A combined platform for linkage and association analyses (a) GxG plot generated by QTX mapping. Circle=additive effect locus; Line between two circles=epistasis effect of two loci; Red color=main effect; Green color=environment-specific effect; Blue color=both main and environment-specific effects; Black color=involving epistasis but with no individual locus effect; (b) GxE plot generated by QTX mapping. The left axis is the values of genetic effects, and the bottom axis is the SNP ID for loci; Red column=main effect, green line=environment-specific effect; A=additive effect; AA=additive-by-additive epistasis effect; (c) Linkage mapping for quantitative trait loci of independent variants of phenotype (QTL), transcript (eQTL), protein (pQTL), and metabolite (mQTL). (d) Association mapping for phenotypic variation due to independent variants of quantitative trait SNP (QTS), quantitative trait transcript (QTT), quantitative trait protein (QTP), and quantitative trait metabolite (QTM). (e) Association mapping for different independent variables to dependent variables among phenotypic and 4 omics variants.

Results

Analysis of mouse data

We applied our proposed statistical methods for mapping QTLs, QTSs, and QTTs to searching for the genetic mechanism of anxiety in 71 BXD recombinant inbred (RI) strains of mice (n = 528 mice). Differences in the phenotypes are evident in the parental strains. For example, the maternal strain C57BL/6J exhibits lower anxiety- and fewer stress-related effects than the paternal strain DBA/2J, which exhibits greater fear-related responses39. Animals of 71 BXD RI strains, 60 to 120 days old, were used. These strains were derived by crossing C57BL/6J (B6) and DBA/2J (D2) strains in the 1970s (BXD1-32; 26 strains) and 1990s (BXD33-42; 9 strains)40. Genotypes of the BXD strains were generated at the University of Tennessee Health Science Center. A total of 3795 markers covering 19 autosomal chromosomes and one sex chromosome were genotyped, including 3,033 SNPs and 762 SSRs (Simple Sequence Repeats). Many adjacent markers had identical strain distribution patterns. Therefore, we selected 2,320 markers for the subsequent analysis (1,814 SNPs and 506 SSRs). On the other hand, there were 46,643 transcripts in total. Because many of them appeared to show no or little variation, we selected 4,193 transcripts with relatively large variance (coefficient of variation CV > 1.0%).

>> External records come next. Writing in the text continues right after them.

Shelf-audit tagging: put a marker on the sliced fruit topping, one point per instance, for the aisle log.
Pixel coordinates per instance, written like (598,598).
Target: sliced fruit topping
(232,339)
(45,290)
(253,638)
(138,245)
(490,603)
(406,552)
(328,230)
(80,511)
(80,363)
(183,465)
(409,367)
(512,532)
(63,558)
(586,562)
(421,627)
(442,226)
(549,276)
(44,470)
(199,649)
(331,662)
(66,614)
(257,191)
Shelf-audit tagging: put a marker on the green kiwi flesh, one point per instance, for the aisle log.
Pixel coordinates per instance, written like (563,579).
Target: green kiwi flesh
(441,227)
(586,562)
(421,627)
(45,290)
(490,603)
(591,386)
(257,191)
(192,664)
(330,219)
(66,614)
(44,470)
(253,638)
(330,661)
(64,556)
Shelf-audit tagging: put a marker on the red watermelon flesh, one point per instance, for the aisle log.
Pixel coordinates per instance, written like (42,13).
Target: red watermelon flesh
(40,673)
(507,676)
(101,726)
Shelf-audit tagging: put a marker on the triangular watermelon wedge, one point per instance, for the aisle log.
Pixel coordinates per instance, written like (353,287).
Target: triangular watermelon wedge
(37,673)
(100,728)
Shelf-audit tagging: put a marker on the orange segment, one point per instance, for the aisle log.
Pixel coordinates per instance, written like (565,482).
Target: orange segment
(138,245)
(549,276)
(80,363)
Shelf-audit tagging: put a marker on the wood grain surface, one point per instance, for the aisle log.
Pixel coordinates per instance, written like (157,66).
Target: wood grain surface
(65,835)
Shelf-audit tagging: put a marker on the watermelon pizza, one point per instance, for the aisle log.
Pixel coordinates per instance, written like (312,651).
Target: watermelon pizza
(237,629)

Anxiety-related behavior was examined in the closed quadrants of an elevated zero maze, a standard tool for testing anxiety41, under five conditions: 1) animals acutely restrained and receiving ethanol; 2) animals acutely restrained and receiving saline; 3) animals receiving only a saline injection; 4) animals receiving only an ethanol injection; and 5) animals not restrained or receiving any injection. Acutely restrained animals were placed in an immobilization tube for 15 minutes. Animals receiving injections were given either ethanol (1.8 g/kg) or saline and were returned to their home cages. The activities of the test session were recorded in the closed quadrants.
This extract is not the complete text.